Crisi alla "Stiga", firmato accordo sindacale: sono 97 gli esuberi

Apertura della Cigs e incentivi per i lavoratori coinvolti dai tagli. Negli stabilimenti di Castelfranco e di Resana sono attualmente impiegati 630 dipendenti

La sede di Stiga

Oggi dopo una lunga trattativa, giovedì 18 luglio, le organizzazioni sindacali Fiom Cgil, Fim Cisl e Uilm Uil di Treviso, unitamente alle RSU, riunite alla direzione del lavoro della Regione del Veneto, hanno definito con la direzione aziendale della Stiga di Castelfranco Veneto, un accordo sindacale che prevede la gestione della crisi industriale e della tenuta occupazionale nei siti produttivi di Castelfranco e di Resana, nei quali sono attualmente impiegati 630 dipendenti. La direzione aziendale nel quadro di un piano industriale di natura conservativa ha comunque previsto un esubero di 97 lavoratori.

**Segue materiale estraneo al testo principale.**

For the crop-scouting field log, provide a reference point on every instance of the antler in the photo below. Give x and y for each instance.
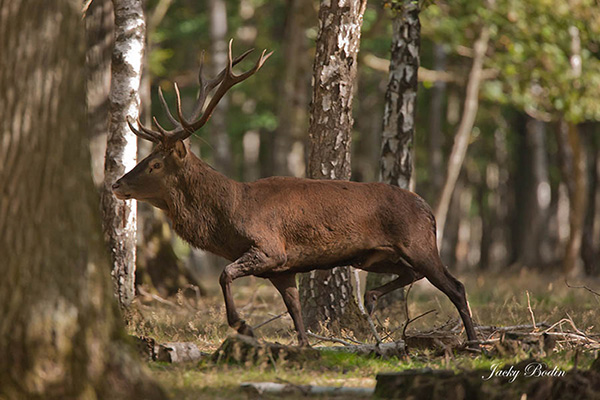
(184, 128)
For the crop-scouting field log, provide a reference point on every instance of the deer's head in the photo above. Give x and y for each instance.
(152, 177)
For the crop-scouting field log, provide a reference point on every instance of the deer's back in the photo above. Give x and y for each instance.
(327, 221)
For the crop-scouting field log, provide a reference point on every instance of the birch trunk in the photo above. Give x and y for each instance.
(61, 336)
(573, 168)
(396, 161)
(463, 133)
(326, 296)
(218, 125)
(294, 91)
(99, 28)
(121, 149)
(436, 135)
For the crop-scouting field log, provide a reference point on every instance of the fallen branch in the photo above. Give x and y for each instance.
(261, 388)
(329, 339)
(582, 287)
(530, 310)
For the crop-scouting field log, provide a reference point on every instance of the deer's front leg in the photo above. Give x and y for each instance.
(254, 262)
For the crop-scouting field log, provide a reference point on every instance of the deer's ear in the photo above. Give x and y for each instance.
(180, 149)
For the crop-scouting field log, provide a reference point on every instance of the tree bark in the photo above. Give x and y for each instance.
(327, 295)
(399, 114)
(121, 149)
(463, 133)
(99, 28)
(294, 92)
(61, 335)
(436, 135)
(218, 126)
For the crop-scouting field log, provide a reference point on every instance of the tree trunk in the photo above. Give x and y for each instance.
(99, 28)
(436, 135)
(536, 200)
(327, 295)
(120, 216)
(461, 139)
(218, 126)
(398, 131)
(573, 166)
(590, 250)
(61, 335)
(293, 95)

Le Sigle sindacali con le RSU hanno previsto una gestione di detti esuberi attraverso lo strumento della Cigs, oggi definito nel periodo medio lungo 2019/2020, e che la condizione per la cessazione del rapporto di lavoro sia la volontarietà, con incentivi al personale full time variabili dai 30mila ai 35mila euro e riproporzionati per i part time, oltre all’utilizzo degli ammortizzatori disponibili Cigs e Naspi. La concentrazione delle attività produttive nel sito di Resana sarà, inoltre, oggetto di attento monitoraggio da parte delle RSU, che auspicano l’avvio di una fase di ricerca e sviluppo di nuovi prodotti a sostituzione di quelli oggetto di esternalizzazione, non più fonte di risultato economico e tecnologicamente datati.